Hybrid long-term-care insurance—the coverage that’s added onto life insurance or an annuity to help pay for ongoing custodial care of a client at places such as nursing homes—has been outselling traditional stand-alone LTC policies for many years. In fact, in 2017—from which the most recent figures are available—roughly 260,000 hybrid policies were sold while only 66,000 traditional LTC plans were, says Catherine Theroux, a spokesperson for industry data cruncher LIMRA.

Experts caution, however, that hybrid LTC isn’t right for everyone. There are potential downsides, and not all hybrids are alike.

Key Advantages

The reasons for the popularity of hybrids are manifold. First, while stand-alone LTC premiums have risen precipitously in recent years, hybrid premiums tend to remain stable, since most are paid up front. Second, it’s usually easier for clients to qualify for hybrid LTC coverage because the underwriting standards tend to be less restrictive.

But perhaps most important, hybrid policies solve for the “use it or lose it” problem. That is, clients will receive benefits one way or the other—either through a long-term-care need or as a death benefit, or both. Traditional LTC policies, on the other hand, only pay out if the client experiences a qualifying need. If that doesn’t happen, the years of premium payments are wasted.

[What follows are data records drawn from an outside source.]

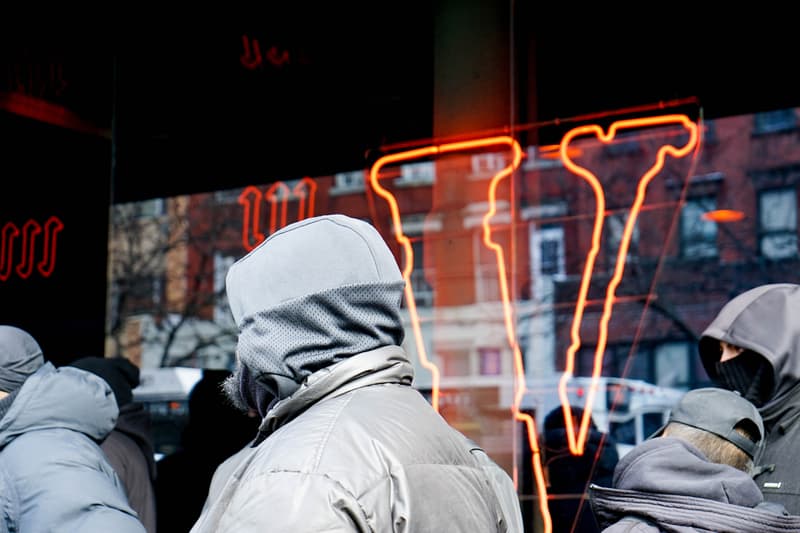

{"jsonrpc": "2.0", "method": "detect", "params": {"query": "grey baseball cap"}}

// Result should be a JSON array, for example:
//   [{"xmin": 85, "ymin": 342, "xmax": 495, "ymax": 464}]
[{"xmin": 653, "ymin": 387, "xmax": 764, "ymax": 459}]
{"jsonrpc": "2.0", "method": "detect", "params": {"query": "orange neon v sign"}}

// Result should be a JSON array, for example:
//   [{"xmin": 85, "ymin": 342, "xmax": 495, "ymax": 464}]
[
  {"xmin": 558, "ymin": 115, "xmax": 699, "ymax": 455},
  {"xmin": 370, "ymin": 115, "xmax": 698, "ymax": 533}
]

Yet these combination plans have a downside. “Hybrids lack some of the customization of stand-alone LTC insurance,” says Suk Pau, vice president and managing partner at the Wealth Consulting Group in Cupertino, Calif. “A stand-alone product can let you set the benefit period or amount, whereas these are less flexible in hybrid policies.”

In advising clients about their LTC insurance options, Pau says it’s a good idea to ask what’s important to them. “’What is your biggest concern?’” she says. This helps you find the product that best fits each client’s particular circumstances.

“For example, for people without heirs or who live by themselves, stand-alone LTC policies may be more appropriate,” she says, since these clients may not need a life insurance death benefit. On the other hand, clients who “face long-term progressive diseases may benefit from hybrid LTCs with an inflation rider,” she adds. “Clients need to work with financial advisors experienced with LTC policies … because not every policy underwriter works in the same way.”